Fault Detection and Fault Location in a Grid-Connected Microgrid Using Optimized Deep Learning Neural Network

The significant prevalence of distributed energy resources in microgrids due to their unique characteristics and activities creates protection issues. This paper introduces fault detection and its location in an MG. The aim of the investigation is to enhance the system's efficiency and dependability, and fault detection and prediction are employed. Data are gathered from the operational Microgrid (MG) infrastructure dataset, and the data are fed to the Newton Time-Extracting Wavelet Transform (NTEWT). It cleanses the data and enhances the input data's quality. After the preprocessed data are fed to the feature extraction by using Distorted Gaussian Matched Filtering (DGMF), it extracts the five statistical features from the voltage signal. The optimal features are fed to the Deep Attention Dilated Residual Convolutional Neural Network (DADRCNN), which predicts the faults in the microgrid. The Dung Beetle Optimization (DBO) is utilized to optimize the weight parameter of DADRCNN. The MATLAB platform is utilized to implement the proposed method. The proposed method is contrasted with various existing approaches like Graph Convolutional Network and Graph Fourier Transform (GCN-GFT), Feed-Forward Neural Network and Back-Propagation Algorithm (FFNN-BPA), and Discrete Wavelet Transform and Radial Basis Function Neural Network (DWT-RBFN).

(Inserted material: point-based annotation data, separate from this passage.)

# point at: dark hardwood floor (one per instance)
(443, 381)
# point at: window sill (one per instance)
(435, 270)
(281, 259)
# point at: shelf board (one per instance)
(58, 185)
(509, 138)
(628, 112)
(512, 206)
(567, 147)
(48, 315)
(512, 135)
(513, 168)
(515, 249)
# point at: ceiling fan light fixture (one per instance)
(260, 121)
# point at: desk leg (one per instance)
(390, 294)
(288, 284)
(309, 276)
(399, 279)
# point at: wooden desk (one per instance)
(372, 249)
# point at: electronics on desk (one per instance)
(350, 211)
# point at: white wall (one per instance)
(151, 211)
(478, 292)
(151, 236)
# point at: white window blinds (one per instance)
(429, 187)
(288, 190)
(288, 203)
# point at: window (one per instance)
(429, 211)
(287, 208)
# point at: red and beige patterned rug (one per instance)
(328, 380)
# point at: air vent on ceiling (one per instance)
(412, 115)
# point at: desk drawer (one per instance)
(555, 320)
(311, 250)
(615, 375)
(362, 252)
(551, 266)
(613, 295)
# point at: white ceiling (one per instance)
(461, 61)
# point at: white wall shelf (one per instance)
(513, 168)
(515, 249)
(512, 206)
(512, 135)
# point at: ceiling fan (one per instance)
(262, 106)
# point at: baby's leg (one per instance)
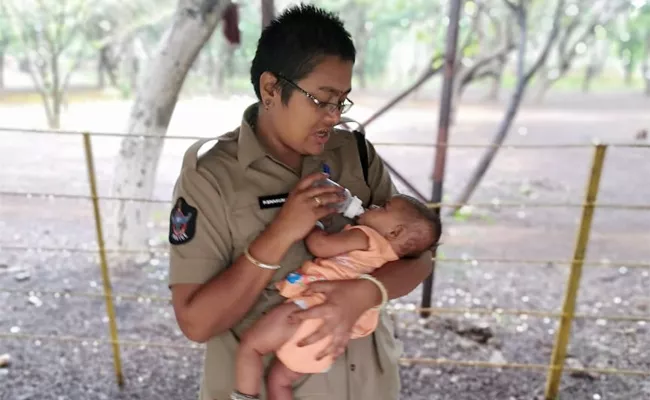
(264, 337)
(279, 383)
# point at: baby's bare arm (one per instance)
(325, 245)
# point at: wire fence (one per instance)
(566, 317)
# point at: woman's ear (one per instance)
(268, 85)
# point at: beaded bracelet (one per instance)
(258, 263)
(240, 396)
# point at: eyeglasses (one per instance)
(341, 107)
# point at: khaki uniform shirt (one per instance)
(224, 186)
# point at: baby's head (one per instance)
(410, 226)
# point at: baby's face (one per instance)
(385, 218)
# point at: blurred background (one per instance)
(540, 80)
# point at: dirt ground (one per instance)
(56, 369)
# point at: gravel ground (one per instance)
(57, 369)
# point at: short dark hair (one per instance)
(295, 42)
(425, 226)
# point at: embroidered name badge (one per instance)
(182, 222)
(272, 201)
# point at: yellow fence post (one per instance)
(573, 284)
(108, 291)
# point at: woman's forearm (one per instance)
(224, 300)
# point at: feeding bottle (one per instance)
(351, 206)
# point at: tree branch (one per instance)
(541, 59)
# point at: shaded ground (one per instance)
(46, 369)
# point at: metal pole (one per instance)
(443, 130)
(573, 283)
(106, 280)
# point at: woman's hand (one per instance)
(346, 301)
(304, 206)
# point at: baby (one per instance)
(403, 227)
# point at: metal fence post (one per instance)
(106, 280)
(573, 283)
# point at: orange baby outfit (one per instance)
(346, 266)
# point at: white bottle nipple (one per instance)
(354, 208)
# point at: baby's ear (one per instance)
(397, 232)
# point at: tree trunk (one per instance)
(135, 171)
(2, 69)
(523, 79)
(268, 12)
(497, 78)
(545, 84)
(646, 65)
(101, 77)
(628, 72)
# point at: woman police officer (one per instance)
(242, 210)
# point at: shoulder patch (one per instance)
(182, 222)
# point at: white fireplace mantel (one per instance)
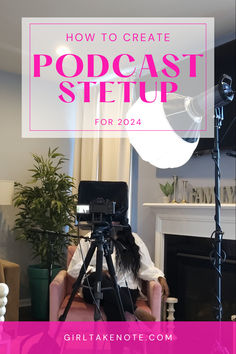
(188, 220)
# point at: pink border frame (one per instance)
(107, 23)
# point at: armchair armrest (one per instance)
(57, 294)
(154, 298)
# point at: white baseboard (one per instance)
(25, 302)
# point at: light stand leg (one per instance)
(217, 255)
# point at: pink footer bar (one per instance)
(117, 337)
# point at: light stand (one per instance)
(217, 255)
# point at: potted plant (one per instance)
(46, 203)
(167, 189)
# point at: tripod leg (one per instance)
(78, 281)
(112, 272)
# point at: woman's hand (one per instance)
(165, 288)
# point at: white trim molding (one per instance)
(187, 219)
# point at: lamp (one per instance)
(6, 192)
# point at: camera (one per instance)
(98, 210)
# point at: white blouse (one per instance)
(147, 270)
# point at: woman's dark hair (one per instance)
(127, 252)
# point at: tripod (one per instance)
(101, 244)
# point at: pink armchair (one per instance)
(60, 290)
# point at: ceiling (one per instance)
(11, 12)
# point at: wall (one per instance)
(199, 171)
(15, 159)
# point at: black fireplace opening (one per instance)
(192, 278)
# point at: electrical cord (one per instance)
(86, 277)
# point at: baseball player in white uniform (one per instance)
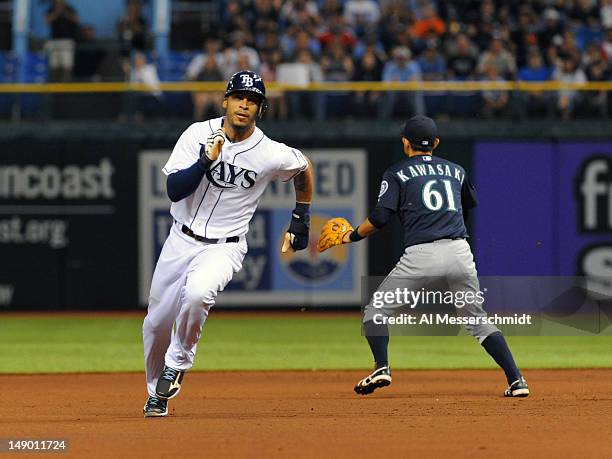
(216, 175)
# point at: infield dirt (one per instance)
(316, 414)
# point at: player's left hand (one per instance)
(297, 236)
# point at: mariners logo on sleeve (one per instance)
(384, 186)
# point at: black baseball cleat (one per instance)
(169, 383)
(518, 388)
(155, 407)
(381, 377)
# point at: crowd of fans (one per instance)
(406, 40)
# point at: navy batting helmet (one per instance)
(248, 81)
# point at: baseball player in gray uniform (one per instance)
(216, 175)
(431, 196)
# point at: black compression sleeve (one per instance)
(182, 183)
(380, 216)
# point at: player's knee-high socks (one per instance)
(378, 339)
(497, 348)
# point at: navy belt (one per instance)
(186, 230)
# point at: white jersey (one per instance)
(225, 201)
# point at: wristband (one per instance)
(355, 237)
(301, 208)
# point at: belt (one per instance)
(186, 230)
(448, 239)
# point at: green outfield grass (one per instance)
(32, 344)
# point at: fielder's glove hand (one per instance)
(333, 233)
(297, 236)
(212, 148)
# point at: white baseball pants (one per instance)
(187, 278)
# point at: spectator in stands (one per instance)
(336, 63)
(234, 18)
(64, 23)
(267, 10)
(524, 36)
(597, 70)
(337, 30)
(401, 69)
(299, 12)
(552, 29)
(605, 14)
(568, 46)
(462, 61)
(277, 108)
(305, 103)
(206, 67)
(329, 8)
(337, 66)
(567, 99)
(584, 12)
(88, 56)
(430, 23)
(361, 14)
(606, 45)
(369, 41)
(367, 68)
(535, 102)
(432, 64)
(433, 68)
(495, 100)
(132, 29)
(498, 56)
(297, 41)
(231, 55)
(143, 104)
(395, 21)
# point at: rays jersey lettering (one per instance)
(429, 195)
(227, 175)
(226, 198)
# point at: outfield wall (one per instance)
(82, 218)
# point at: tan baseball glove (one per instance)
(332, 233)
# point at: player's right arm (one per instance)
(182, 182)
(468, 197)
(388, 203)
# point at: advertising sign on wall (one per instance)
(545, 209)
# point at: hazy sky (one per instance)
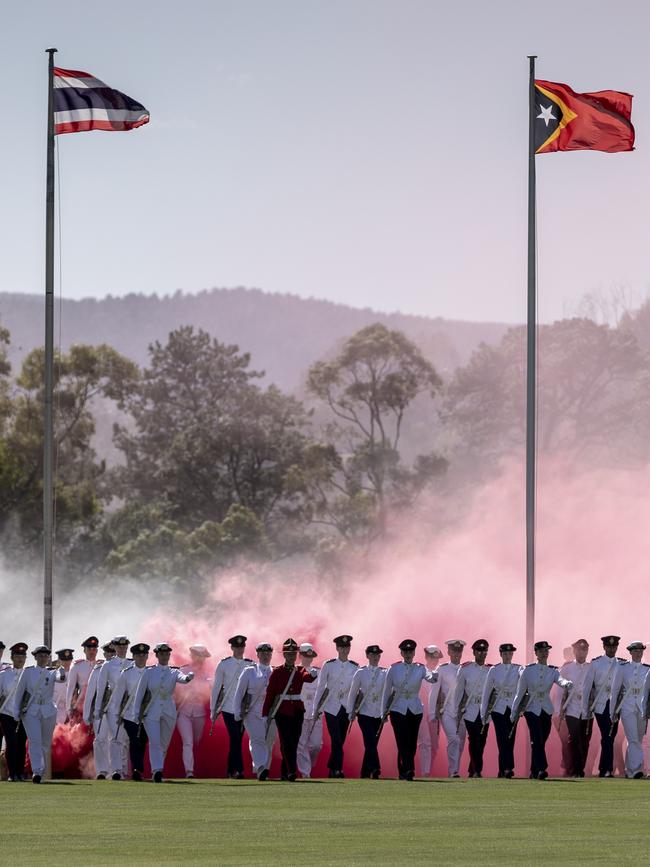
(371, 152)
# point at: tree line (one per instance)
(214, 465)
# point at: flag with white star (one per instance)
(569, 121)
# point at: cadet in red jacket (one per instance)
(284, 705)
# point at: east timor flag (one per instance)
(569, 121)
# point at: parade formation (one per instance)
(130, 706)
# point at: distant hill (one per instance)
(283, 333)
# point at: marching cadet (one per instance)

The existing method shows a fault detection rate of 91.12, 88.80, and 84.239, and the proposed technique illustrates a fault detection rate of 99.9640, which is higher than other existing approaches. The existing method shows a false alarm rate of 0.758, 1.028, and 1.564, and the proposed technique shows a false alarm rate of 0.2519, which is lower than other existing methods. The proposed approach exhibits a reduced false alarm rate and a greater fault detection rate, it is concluded.